People involved in the study were usually woken up after a successful response to make them realize their dreams. In some cases, the external entrances were recalled as being on the outside or superimposed on the dream; in others, they went through something inside the dream (like a radio).
In the published study, researchers compare trying to communicate with lucid dreamers to trying to make contact with an astronaut in space, and it is the immediacy of the responses that makes this new approach so exciting.
The research could be useful in the future study of dreams, memory, and the importance of sleep in fixing memories.

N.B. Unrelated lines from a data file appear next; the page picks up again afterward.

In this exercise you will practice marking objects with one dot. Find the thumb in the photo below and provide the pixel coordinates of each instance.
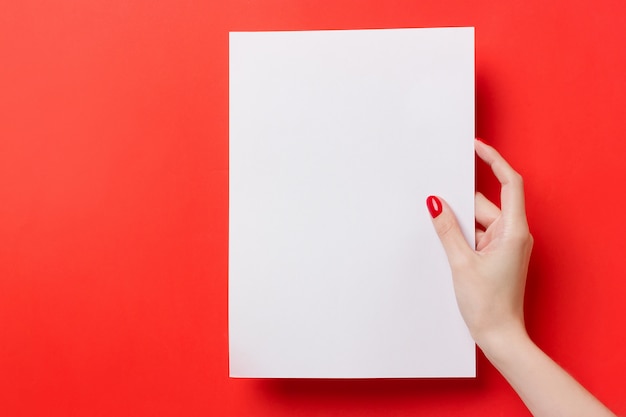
(448, 230)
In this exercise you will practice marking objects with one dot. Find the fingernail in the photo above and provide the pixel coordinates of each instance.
(434, 206)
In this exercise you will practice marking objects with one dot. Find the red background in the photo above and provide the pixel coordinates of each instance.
(113, 201)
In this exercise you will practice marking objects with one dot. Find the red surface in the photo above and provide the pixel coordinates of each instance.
(113, 201)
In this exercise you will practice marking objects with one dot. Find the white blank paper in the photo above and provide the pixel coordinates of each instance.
(336, 140)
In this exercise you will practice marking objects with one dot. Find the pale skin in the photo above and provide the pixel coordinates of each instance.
(489, 283)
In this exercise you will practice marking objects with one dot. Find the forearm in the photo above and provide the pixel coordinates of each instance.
(545, 388)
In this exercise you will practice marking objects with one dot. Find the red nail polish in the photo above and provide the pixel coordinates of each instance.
(434, 206)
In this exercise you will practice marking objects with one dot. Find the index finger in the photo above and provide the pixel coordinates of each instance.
(512, 191)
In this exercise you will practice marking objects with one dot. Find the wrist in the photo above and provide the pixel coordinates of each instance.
(500, 342)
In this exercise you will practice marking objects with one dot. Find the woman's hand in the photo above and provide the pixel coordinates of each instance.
(489, 284)
(489, 281)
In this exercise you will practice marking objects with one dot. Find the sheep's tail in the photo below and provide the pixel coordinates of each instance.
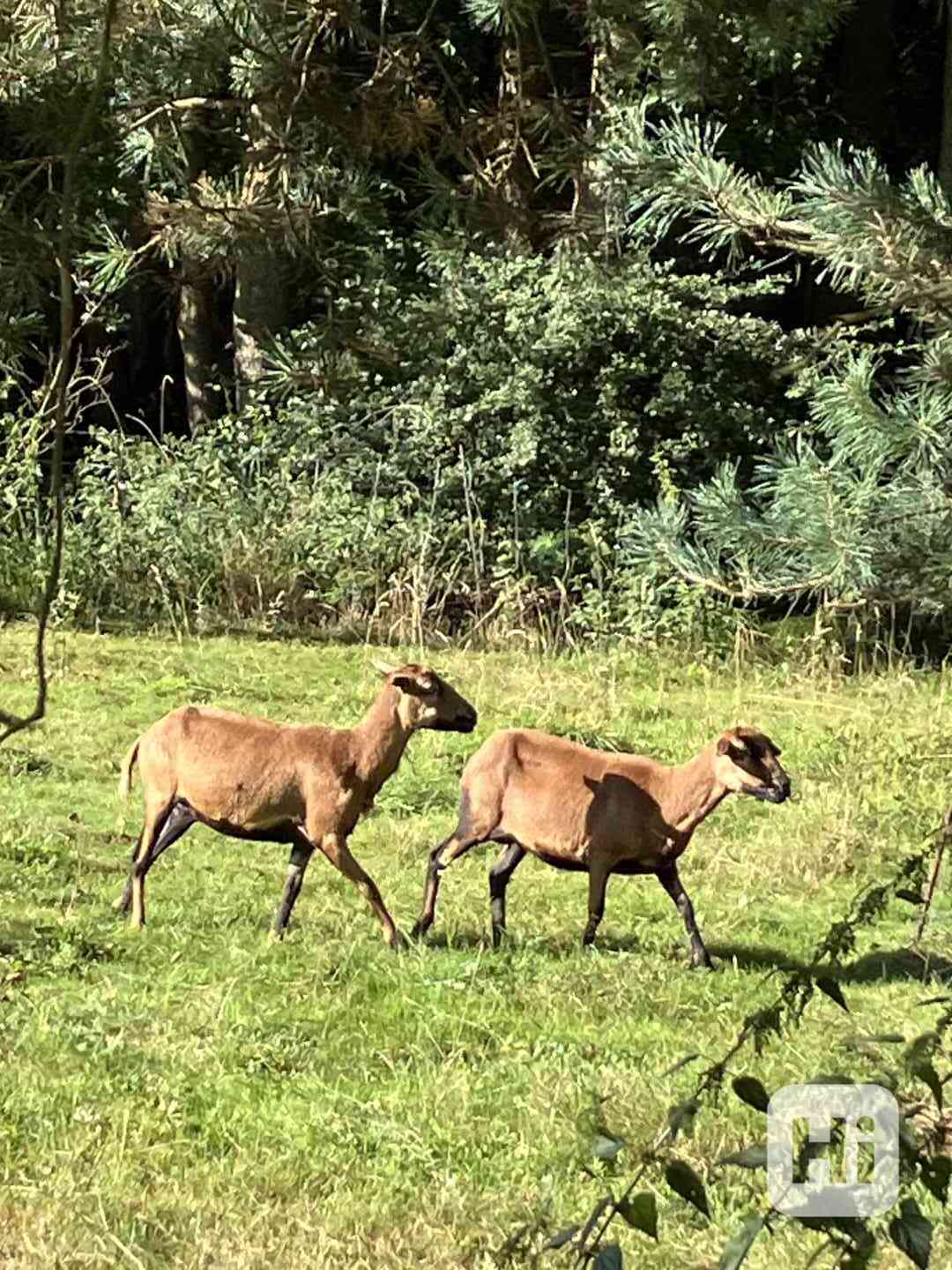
(126, 770)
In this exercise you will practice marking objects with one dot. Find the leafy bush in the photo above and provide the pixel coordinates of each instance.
(462, 456)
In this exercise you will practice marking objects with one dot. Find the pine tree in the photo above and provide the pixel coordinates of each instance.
(856, 511)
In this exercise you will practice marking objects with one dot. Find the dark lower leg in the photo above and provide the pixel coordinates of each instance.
(499, 877)
(430, 889)
(340, 857)
(598, 880)
(179, 818)
(671, 882)
(124, 903)
(300, 855)
(450, 850)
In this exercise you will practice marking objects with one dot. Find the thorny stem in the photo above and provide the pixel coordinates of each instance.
(793, 997)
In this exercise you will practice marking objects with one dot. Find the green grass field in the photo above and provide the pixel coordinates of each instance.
(197, 1095)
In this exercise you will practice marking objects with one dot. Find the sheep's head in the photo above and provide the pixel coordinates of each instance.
(746, 762)
(427, 700)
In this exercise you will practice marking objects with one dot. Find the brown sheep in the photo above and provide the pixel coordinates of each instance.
(598, 813)
(303, 785)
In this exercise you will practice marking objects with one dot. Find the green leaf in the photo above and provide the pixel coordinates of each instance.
(936, 1174)
(749, 1090)
(606, 1147)
(562, 1237)
(831, 990)
(908, 1139)
(750, 1157)
(682, 1117)
(609, 1258)
(911, 1233)
(686, 1183)
(641, 1213)
(926, 1073)
(739, 1244)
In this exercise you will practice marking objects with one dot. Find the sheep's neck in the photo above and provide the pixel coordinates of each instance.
(381, 739)
(692, 796)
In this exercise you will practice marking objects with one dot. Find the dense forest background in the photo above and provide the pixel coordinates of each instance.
(587, 318)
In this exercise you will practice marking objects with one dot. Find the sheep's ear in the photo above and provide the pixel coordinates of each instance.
(418, 686)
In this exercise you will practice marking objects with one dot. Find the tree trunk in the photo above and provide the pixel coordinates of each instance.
(868, 71)
(945, 165)
(201, 347)
(260, 285)
(514, 178)
(589, 211)
(197, 319)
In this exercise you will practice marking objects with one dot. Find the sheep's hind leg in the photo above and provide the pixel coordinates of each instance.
(671, 882)
(512, 856)
(450, 848)
(598, 882)
(337, 851)
(460, 841)
(301, 852)
(156, 837)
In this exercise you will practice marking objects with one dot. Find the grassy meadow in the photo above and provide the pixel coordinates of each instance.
(196, 1095)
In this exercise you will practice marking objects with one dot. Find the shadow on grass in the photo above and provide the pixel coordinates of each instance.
(882, 966)
(560, 946)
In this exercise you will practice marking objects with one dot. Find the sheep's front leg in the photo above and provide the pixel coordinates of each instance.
(671, 882)
(301, 854)
(337, 851)
(499, 877)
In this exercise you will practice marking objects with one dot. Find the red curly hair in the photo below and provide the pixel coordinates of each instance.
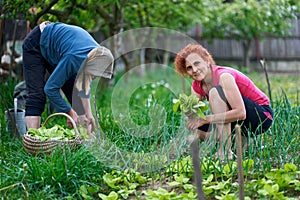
(180, 66)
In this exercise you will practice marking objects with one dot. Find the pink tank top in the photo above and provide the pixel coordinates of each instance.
(245, 85)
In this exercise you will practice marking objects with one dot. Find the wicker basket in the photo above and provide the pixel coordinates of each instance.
(36, 146)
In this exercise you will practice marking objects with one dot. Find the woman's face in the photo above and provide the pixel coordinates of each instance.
(196, 67)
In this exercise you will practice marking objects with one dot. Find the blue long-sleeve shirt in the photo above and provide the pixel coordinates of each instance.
(65, 47)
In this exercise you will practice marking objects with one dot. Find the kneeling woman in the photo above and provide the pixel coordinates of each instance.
(233, 98)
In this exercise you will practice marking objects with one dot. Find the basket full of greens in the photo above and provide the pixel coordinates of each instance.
(45, 140)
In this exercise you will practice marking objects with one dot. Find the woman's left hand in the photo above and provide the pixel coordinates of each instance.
(87, 122)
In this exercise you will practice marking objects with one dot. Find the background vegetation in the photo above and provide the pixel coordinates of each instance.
(271, 163)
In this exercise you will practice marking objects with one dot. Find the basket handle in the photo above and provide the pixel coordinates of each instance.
(66, 115)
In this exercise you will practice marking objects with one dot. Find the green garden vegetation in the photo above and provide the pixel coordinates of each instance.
(270, 161)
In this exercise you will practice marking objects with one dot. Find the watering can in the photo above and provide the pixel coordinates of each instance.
(19, 117)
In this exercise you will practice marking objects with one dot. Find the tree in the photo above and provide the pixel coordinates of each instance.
(246, 20)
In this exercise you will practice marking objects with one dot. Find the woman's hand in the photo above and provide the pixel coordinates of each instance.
(87, 122)
(193, 121)
(74, 116)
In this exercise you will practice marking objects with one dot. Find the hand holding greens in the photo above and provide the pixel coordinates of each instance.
(190, 104)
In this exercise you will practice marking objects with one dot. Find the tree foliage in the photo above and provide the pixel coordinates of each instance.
(245, 20)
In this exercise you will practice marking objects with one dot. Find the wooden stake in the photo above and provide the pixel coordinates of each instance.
(240, 161)
(196, 165)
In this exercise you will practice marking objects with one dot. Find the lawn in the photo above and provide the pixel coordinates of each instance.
(143, 151)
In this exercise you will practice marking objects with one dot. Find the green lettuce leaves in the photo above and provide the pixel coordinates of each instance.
(190, 104)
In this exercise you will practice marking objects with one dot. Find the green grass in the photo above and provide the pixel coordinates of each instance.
(79, 174)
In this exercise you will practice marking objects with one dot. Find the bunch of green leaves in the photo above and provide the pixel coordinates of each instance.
(56, 132)
(190, 104)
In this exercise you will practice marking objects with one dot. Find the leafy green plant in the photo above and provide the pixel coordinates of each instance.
(190, 104)
(56, 132)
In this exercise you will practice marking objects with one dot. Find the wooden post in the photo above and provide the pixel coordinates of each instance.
(240, 161)
(195, 151)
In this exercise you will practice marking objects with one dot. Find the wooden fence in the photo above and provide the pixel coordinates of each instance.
(274, 49)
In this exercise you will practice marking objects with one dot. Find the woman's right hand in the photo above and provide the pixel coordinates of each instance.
(74, 116)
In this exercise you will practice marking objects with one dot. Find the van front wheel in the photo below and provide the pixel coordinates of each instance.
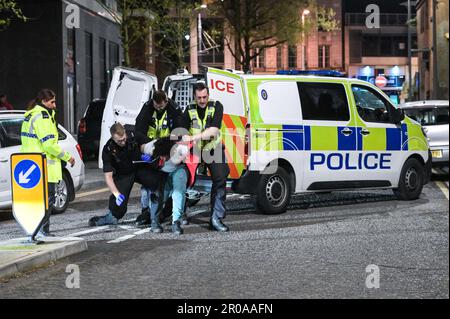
(411, 180)
(273, 193)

It might also prove to be helpful in treating sleep disorders, and later it might even give us a way to shape what we see in our dreams.
“These repeated observations of the interactive dream, documented by four groups of independent laboratories, demonstrate that the phenomenological and cognitive characteristics of the dream can be questioned in real time,” the researchers write in their article.
“This relatively unexplored channel of communication may allow a variety of practical applications and a new strategy for the empirical exploration of dreams.”
The research was published in Current biology.